Von allen guten und bösen Geistern verlassen

Auf dem Weg zurück aus der Kölner-Innenstadt, in der U-Bahn, eingequetscht zwischen fremden Menschen. Das ist nichts, was einem gefällt. Oder doch? Es gibt keine Zauberformel, mit der die Bahn plötzlich leer ist, aber einen kleinen Trick, mit dem der Zustand erträglicher wird.

Statt sich über seine Mitmenschen aufzuregen, sich selber schlechte Laune zu machen, denn die stellt sich zwangsläufig ein, wenn man sich aufregt, sollte man die Situation einfach als Chance sehen. Nirgends sonst als im öffentlichen Nah- (und auch Fern-) verkehr lässt sich so unterschiedliche Menschen in kurzer Zeit beobachten. Was man mitbekommen an Eindrücken und Lebensgeschichten, kann mitunter sogar hochspannend sein. Betrachten wir folgenden Ausschnitt, den ich heute so mitbekommen habe.

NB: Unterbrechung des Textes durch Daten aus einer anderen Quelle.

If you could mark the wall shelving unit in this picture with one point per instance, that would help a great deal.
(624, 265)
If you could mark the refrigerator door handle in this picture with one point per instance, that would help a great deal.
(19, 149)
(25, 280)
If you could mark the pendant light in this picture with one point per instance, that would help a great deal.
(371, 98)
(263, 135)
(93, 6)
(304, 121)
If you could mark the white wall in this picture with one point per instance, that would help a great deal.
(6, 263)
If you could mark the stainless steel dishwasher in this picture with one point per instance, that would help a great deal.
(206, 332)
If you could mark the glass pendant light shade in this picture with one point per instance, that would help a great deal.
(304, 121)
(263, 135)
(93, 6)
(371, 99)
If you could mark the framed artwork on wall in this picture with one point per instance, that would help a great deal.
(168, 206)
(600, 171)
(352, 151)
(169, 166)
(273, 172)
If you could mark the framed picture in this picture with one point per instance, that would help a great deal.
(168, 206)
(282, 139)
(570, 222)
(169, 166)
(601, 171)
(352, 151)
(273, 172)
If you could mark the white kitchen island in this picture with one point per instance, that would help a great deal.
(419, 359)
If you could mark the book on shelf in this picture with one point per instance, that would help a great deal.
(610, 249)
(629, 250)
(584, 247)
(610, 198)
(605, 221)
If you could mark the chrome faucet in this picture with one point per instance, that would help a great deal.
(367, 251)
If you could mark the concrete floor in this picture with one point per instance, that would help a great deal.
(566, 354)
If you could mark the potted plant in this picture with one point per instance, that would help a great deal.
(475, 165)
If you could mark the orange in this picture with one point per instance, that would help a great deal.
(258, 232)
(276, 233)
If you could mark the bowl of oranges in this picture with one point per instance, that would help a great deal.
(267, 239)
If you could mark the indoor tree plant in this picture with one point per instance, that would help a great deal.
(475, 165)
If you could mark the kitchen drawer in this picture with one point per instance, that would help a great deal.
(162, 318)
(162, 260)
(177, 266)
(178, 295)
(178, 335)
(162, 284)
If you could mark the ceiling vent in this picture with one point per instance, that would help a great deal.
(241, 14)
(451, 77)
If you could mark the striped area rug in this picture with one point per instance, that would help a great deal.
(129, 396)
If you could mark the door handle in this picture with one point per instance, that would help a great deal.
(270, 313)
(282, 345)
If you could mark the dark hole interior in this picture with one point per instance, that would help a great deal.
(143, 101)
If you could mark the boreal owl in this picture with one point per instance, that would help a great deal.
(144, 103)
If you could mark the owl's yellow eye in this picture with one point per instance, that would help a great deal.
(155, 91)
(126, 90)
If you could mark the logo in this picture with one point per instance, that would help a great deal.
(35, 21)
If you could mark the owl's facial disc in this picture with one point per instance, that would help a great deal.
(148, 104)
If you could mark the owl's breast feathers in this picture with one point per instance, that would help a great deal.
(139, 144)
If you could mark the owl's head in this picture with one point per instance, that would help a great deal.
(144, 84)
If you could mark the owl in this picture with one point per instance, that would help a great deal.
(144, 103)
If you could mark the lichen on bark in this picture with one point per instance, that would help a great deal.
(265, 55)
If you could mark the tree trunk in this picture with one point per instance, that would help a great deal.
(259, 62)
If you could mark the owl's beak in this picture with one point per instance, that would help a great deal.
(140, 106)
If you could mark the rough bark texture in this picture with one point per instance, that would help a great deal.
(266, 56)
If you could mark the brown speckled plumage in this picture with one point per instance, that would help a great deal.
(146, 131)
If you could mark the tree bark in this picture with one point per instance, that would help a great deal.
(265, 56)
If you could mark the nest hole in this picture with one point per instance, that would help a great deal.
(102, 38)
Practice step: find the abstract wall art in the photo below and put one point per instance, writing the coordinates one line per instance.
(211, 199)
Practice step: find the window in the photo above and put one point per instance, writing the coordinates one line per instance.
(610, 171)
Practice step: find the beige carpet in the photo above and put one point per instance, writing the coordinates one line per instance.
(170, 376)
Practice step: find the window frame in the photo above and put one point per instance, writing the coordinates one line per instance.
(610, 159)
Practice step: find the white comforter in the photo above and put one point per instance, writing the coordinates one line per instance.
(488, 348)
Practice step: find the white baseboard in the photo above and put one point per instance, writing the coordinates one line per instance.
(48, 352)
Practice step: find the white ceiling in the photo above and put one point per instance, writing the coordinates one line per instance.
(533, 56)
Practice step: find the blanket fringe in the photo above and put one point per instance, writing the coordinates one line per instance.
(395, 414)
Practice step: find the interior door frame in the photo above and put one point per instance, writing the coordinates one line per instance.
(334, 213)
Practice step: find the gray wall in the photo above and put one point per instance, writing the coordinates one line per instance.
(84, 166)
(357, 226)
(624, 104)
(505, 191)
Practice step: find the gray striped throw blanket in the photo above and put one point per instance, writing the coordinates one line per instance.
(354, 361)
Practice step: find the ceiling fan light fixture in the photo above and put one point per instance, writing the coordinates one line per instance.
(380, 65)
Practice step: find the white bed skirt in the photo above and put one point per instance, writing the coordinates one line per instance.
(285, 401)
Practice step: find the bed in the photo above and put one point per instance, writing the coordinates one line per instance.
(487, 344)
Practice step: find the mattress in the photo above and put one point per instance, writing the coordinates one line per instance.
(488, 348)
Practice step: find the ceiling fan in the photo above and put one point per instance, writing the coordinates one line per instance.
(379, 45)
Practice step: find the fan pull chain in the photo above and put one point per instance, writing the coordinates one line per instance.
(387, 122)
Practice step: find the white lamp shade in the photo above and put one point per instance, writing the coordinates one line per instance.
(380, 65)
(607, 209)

Eine Frau, Anfang zwanzig. Lange rote Haare, blaue Augen, Sommersprossen. Nicht ungepflegt anzuschauen. Vor ihr ein Mann, vermutlich im gleichen Alter, dessen Rücken nur zu sehen war. Er hielt sich schweigsam an seinem Fahrrad fest. Zu erkennen war, dass er ein bekannter der Frau war, die ihn beim Schreiben einer Geburtstags-SMS mit einbezog. Ob sie denn auch von ihm Grüße ausrichten solle, fragte sie ihn. Noch nicht spannend genug? Wird es aber, denn die Stimme der Frau weckte meine Neugierde. Nicht wegen des Berliner Dialektes, der noch etwas anklang, sondern wegen der schleppende Art, wie sie sprach. Nicht lallend, aber trotzdem fast wie betäubt. An den Augen war nichts abzulesen, aber je mehr ich von dem mitbekam, was sie ihren Bekannten erzählte, desto deutlicher wurde, dass sie eine Drogenkarriere hinter sich hatte und im Februar eine Ausbildung zur Einzelhandelsverkäuferin beginnen wird. Diesmal, so versprach sie dem Bekannten, würde sie es durchziehen.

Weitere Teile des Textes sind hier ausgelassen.